In attesa di tornare a stringerci le mani in segno di pace, smettiamo di farci la guerra. Torniamo ad usare le mani per costruire le vie verso un rinnovato senso di consapevolezza, e non per costruire armi. In attesa di tornare ad abbracciarci, smettiamo di imbracciare armi per portare la guerra nei territori altrui, per devastare, ammazzare, abusare, stuprare. Usiamo le braccia per tornare ad abbracciare il buon senso, l’altro, l’ultimo, reso tale dagli abbracci mortali di un sistema economico che ha perso il senso del limite, e che ha creato un sistema dentro il quale vive solo l’abbraccio mortale. In attesa di tornare a baciarci, smettiamo di essere dei Giuda, riscopriamo l’amore e l’intimità di un bacio, spesso banalizzato, tradito, abusato. Reso anch’esso un’appendice commerciale, dunque che ha un prezzo, e non più il dono di un bacio con il suo fascino.

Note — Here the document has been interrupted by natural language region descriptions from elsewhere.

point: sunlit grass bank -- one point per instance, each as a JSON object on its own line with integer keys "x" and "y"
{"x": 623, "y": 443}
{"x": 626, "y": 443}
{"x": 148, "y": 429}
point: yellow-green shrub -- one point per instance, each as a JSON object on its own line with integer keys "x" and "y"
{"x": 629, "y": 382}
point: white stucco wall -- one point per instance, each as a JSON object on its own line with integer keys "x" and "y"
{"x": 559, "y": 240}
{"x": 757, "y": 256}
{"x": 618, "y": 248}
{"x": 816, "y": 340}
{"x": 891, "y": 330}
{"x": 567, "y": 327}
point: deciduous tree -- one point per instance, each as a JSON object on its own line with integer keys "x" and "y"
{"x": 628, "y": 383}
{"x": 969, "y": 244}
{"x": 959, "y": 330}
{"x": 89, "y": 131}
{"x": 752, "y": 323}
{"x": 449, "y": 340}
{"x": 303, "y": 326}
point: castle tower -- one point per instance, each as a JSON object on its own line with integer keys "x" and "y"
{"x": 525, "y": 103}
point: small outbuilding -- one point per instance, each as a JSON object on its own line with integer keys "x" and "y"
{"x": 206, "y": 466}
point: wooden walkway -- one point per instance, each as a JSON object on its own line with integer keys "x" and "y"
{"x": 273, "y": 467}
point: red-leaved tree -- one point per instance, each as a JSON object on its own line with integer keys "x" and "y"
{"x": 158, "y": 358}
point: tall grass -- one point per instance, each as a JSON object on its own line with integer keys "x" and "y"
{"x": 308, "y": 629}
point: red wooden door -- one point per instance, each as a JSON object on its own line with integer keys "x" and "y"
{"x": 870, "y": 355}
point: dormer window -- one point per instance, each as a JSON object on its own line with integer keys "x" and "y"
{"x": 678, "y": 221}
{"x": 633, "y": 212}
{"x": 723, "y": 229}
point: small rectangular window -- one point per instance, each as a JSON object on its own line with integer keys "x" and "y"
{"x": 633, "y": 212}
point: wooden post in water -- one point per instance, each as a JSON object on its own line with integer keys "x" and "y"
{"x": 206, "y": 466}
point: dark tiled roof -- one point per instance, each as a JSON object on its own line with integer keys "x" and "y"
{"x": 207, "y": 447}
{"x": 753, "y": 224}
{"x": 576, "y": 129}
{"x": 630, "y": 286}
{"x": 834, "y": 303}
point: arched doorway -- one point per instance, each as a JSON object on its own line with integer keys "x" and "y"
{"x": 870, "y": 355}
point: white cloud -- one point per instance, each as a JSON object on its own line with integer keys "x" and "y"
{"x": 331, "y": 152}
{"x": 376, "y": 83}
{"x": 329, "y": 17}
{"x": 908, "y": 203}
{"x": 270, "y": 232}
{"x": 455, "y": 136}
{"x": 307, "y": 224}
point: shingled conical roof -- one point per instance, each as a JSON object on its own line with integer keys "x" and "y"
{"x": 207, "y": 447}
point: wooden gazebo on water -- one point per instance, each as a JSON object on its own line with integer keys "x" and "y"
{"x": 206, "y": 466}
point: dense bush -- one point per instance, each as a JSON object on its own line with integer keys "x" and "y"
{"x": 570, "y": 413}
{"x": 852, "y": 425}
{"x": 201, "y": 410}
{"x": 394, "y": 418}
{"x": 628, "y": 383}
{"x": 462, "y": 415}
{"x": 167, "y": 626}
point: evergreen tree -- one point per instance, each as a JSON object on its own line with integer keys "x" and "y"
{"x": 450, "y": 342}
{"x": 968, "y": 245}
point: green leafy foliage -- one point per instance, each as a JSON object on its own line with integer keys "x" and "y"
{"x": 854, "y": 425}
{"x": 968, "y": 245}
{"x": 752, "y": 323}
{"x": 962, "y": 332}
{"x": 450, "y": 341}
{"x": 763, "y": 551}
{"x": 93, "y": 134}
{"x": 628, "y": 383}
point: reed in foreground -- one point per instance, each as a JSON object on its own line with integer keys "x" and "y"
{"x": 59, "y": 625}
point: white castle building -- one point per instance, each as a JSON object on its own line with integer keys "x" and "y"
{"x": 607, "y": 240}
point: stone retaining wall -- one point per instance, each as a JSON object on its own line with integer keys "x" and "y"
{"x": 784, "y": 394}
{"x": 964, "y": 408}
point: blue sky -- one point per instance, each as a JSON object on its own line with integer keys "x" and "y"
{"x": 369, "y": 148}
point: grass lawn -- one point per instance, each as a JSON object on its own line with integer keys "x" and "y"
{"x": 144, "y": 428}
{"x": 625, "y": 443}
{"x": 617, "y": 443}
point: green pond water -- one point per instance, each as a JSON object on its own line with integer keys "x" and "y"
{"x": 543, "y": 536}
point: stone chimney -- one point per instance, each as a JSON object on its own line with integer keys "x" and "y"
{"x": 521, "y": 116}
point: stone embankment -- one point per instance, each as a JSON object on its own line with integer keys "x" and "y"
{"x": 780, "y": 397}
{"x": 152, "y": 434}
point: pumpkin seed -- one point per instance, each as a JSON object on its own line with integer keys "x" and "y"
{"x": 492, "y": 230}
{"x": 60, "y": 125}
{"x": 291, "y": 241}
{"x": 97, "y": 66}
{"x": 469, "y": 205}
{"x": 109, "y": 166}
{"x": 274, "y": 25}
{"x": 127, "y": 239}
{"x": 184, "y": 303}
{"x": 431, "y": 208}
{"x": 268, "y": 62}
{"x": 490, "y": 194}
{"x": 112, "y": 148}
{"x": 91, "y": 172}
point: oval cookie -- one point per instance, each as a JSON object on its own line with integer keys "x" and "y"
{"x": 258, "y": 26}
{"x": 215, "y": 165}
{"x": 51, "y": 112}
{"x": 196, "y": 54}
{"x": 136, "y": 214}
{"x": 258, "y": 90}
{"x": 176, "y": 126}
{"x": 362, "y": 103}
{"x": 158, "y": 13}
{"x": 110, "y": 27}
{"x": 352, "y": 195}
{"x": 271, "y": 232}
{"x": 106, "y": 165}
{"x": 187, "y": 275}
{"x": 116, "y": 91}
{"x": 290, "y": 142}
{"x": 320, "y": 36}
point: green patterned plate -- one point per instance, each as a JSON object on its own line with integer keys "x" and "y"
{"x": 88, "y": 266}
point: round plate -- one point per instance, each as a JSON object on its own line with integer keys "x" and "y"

In attesa di tornare a parlarci, impariamo a parlare a noi stessi, a trovare quel coraggio necessario a fare i conti si, con noi stessi, anziché parlare, anzi, sparlare degli altri. Impariamo a parlare anche animatamente se necessario con la nostra anima, con il nostro essere. Ci vuole coraggio, lo so. Affrontarsi è tra le sfide più difficili che possano esistere, è terribile, e per questo molti preferiscono la scorciatoia conveniente di indossare una maschera spesso per una vita intera, che a volte diventa paradossalmente una scelta di comodo per alcuni, nascosti come sono, nella loro invisibile doppia vita. Invisibile proprio come il virus che sta mettendo in ginocchio un mondo intero.
In attesa di poter tornare a sorridere, a condividere un sorriso, ora nascosto, anzi che soccombe impaurito dietro le mascherine che dovrebbero salvarci la vita, mentre abbiamo perso parte di noi stessi, delle nostre diverse anime, rese dannate, torniamo a far sorridere almeno gli occhi. Restituiamo loro, la bellezza dei colori, azzurri, neri, ambra, chiari, scuri, proprio come i colori della pelle. Ecco, in attesa di potere tornare alle nostre vite, alle nostre libertà ora sospese dell’extra iuris, ovvero da leggi che ordinano alle stesse leggi restrizioni, compromissioni di quello che eravamo, torniamo a riappropriarci della capacità di indignazione e della necessaria assunzione di responsabilità alla quale ognuno di noi è chiamato. In attesa di tornare a vedere anche la più semplice smorfia del viso, ora anch’essa ristretta dietro una mascherina, impariamo a ricordare quante volte in maniera vigliacca abbiamo giudicato o stigmatizzato l’altro diverso da noi – non con parole, ma con una semplice ma altrettanto crudele smorfia di disapprovazione, dunque di distacco sociale.
Ecco, in attesa di tornare a riavvicinarci agli altri, non dimentichiamo che il distanziamento sociale era già presente tra di noi. Ecco, impariamo almeno a non mentirci. Prendere le distanze fisiche da tanti uomini e donne ritenute di una specie economica o razziale inferiore ha fatto parte degli insegnamenti fatti da alcuni untori del mondo degli opinionisti, e finanche delle raccomandazioni fatte a casa. Ecco, è da tempo che abbiamo preso le distanze uno dall’altro, finanche nelle vite di coppia, ed emerge chiaro nel soffocante individualismo che appare nonostante il momento attuale imporrebbe il contrario e come dovere morale, ovvero comandamento religioso. In attesa di rincontraci, ricordiamoci allora cosa implica il valore di stringersi la mano, di un abbraccio, di baciare e sorridere. Altrimenti non capisco cosa vi possa mancare, se non l’abitudine verso una gestualità che non trattiene a sé alcuna emozione, se non quella della finzione.